I told her no. I told her I wasn't ready.

She shifts her hips and takes me deeper and my mouth goes right back to the same spot. Her pulse hammers under my lips. Every instinct I have screams bite. I pull away again, hands gripping her hips so hard she'll wear the bruises for days, but I don't have the restraint left to ease up.

It builds. Not the orgasm—that coils low in my gut—but the pull in my chest. The hollow space behind my ribs where a heartbeat lived for years and then didn't.

She sees where my mouth keeps going. She tilts her head, baring the junction of her neck and shoulder, and holds my gaze without a word.

The fear hasn't moved. Eight years of it, heavy and real and earned.

But underneath, something bigger pushes through: the fear of what happens if I don't. If she walks through this life unclaimed and I lose her the way humans lose people, slowly or all at once, with no warning and no bond to tell me she's still breathing.

I thrust deep into her and bite.

My teeth sink into the junction of her neck and shoulder and the bond detonates.

Her heartbeat slams into my chest—a second pulse, fast and strong, layering beneath mine.

It floods the hollow space behind my ribs, the space where Maren's heartbeat lived.

It doesn't fill the scar. It settles beside it.

A new rhythm next to an old wound, and the two sit together, and I can finally breathe.

Ellie cries out. Her pussy clamps around my cock and she comes—hard, shaking, her nails raking down my back—and through the bond I feel it.

Not the orgasm. The love. Months of it, held so careful and quiet and steady that I almost missed it because she never demanded I see it.

She let me get there on my own time. Underneath: the certainty that she chose this.

Me and Lily and every broken piece I brought to the table, and none of it scared her off.

The bond hits her back. She gasps, her pussy still pulsing around me, and I feel the moment she finds the scar. The hollow where Maren's heartbeat used to live. The weight of what permanent means when the man she just bonded to already lost someone through this exact connection.

Fear flickers through the bond. Not regret. The enormity of it.

Her hands come to my face. She holds my gaze. The fear doesn't leave. It sits right next to the love, and she doesn't look away from either.

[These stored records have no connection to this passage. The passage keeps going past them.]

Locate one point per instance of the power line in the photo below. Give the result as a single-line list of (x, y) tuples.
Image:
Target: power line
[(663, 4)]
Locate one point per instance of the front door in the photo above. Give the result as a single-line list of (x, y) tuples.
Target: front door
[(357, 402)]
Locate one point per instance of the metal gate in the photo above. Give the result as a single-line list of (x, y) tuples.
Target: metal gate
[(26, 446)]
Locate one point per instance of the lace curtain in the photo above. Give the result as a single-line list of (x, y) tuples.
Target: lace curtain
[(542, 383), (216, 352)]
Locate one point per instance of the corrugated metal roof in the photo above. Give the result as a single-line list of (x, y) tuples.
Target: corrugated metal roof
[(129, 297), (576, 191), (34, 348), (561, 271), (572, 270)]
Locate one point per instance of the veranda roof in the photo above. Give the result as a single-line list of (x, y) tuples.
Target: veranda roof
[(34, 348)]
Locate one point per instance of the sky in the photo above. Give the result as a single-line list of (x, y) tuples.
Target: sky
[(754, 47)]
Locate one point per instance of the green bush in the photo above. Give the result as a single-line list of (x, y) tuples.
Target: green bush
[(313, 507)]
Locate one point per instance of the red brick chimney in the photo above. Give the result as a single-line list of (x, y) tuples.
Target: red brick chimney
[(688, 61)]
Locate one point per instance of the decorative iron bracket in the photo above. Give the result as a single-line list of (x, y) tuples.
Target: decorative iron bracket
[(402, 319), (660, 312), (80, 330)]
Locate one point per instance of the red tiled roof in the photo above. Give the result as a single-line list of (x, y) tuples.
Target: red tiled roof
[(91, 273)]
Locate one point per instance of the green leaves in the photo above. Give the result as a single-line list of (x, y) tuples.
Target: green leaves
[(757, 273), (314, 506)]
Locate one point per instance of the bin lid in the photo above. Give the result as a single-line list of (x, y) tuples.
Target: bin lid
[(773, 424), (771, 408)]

I come inside her with her heartbeat hammering beneath mine, her blood on my mouth, her name breaking apart on my tongue. I bury myself deep and hold there, pulsing, emptying into her while the bond hums between us like a second heartbeat.

After. She curls into my chest in the armchair, my cut draped over her, the claiming mark settling into the skin at her neck. I press my lips to it. The mark sits warm, already scarring.

"I love you."

"I love you back."

"That's not how the phrase goes."

She shifts in my lap and tips her face up. "I'm a librarian. I can rephrase it however I want."

I drive us home. My house, and hers, soon.

Lily sits on the front porch. Sarah's car idles in the driveway. She brought Lily back after I texted, two words: she said yes. Sarah waves and pulls away. Lily stands on the top step with her arms crossed and the porch light behind her.

Her eyes go straight to the mark on Ellie's neck, pink and raised above the collar, then to me.

"Is this real?" She's looking at Ellie, not at me.

Ellie climbs the porch steps. "Yes, Lil, it's real. Is that okay?"

Lily's arms drop. Her chin crumples and she crashes into Ellie hard enough to rock her back a step, face buried in the leather, shoulders shaking. Ellie holds her. Her hand goes to Lily's hair.

I put my arms around both of them. Lily presses between us, twelve years old, shaking with the effort of not crying and losing the fight, and the grief in my chest shifts. Not gone. The scar holds its place. But it moves. I can carry it and still walk forward.

We go inside, the three of us on the couch, Lily between us with her head on Ellie's shoulder, my arm around them both. She picks up a book from the stack Ellie left on the coffee table weeks ago, one she hasn't cracked yet, and opens it.

She reads out loud. Her voice comes quiet and unsteady, the way it used to sound when she read to me at eight before she decided reading belonged to her alone. Ellie leans into me.

Through the bond, Ellie's heartbeat pulses beneath mine. Steady, warm, and present.

The house doesn't feel empty anymore.